ABSTRACT
Handwriting recognition has been a problem that computers are not efficient at. This is obviously due to the varying writing styles that exist. Today, efficient handwriting recognition is limited to ones, using hardware like light pens wherein the strokes are directly detected and the character is recognized. But if you want to convert a handwritten document to digital text, we have to extract the characters and then recognize the extracted character. But the problem with this approach is that there are not many algorithms that could efficiently extract characters from a sentence. Therefore character recognition using software is still not as efficient as it could be.
In this paper, we suggest the design of a software which could do this job of translating handwritten text to digital text. We propose a new approach using which the problem of recognizing handwritten text can be solved. We also provide the implementation details of this software. For the implementation of our idea, we propose a new Neural Network Architecture, which is a modified version of the conventional Back Propagation Network.
The technique adopted by the Lexical analysers used in Compilers guided and stimulated us to design this paper. Details regarding the automatic preprocessing that would be essential and the shortcomings are also included in the paper.
THE SCENARIO
The scenario in any developing country is almost the same today. The western countries with their superior infrastructure, are making the most out of the technology while in countries like ours, technology has been limited to the metropolitans where the infrastructure has been developed. But if we are to equal the developed countries in exploiting these technologies, we need to expand our infrastructure into the rest of our country including villages.
But to this we should first implement a completely computerized way of doing everything. Everything from rations, electricity, grocery, to taxes should be kept track of by computers.This would drastically reduce the speed of processing documents and manpower needed. This has to happen at some point of time, if not immediately, if we are to compete with the developed countries in any means.

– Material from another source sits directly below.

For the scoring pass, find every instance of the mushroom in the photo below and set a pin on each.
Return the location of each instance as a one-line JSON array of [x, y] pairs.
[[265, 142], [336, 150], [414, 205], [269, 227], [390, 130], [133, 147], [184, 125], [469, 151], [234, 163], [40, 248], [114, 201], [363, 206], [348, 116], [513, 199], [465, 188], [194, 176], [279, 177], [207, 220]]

As it is obvious, establishing such an infrastructure in a country as huge as ours would require huge resources. The required number of computers, networks etc would be massive. This is one of the main areas of research in which the Indian department of information technology is involved. It is constantly working on producing cheaper computers, components and software.
But even if we do produce such an infrastructure by the year 2020 as is expected, it would take a massive amount of manual work to do the switching or transition to such a system where everything is computerized.
This is so because for over half a century, we have been recording every detail manually, and if we are to switch to a digital means, all these need to be converted into the digital media too. This means more work. Manually feeding all these details into a digital media would take mammoth manpower and time which cannot be practically accomplished. So a solution for this problem would be to computerize this transformation too, by developing software that would recognize handwritten documents and transform it into digital files or databases.
OUR MODEL
The basic design of our software includes a buffer which is of equal size as the input bitmap file. The whole of the file is first scanned into this buffer. All the processing involved in the recognition process is performed on the data present in this buffer. The innovation or the difference in the recognition process is the way these pixels are handled.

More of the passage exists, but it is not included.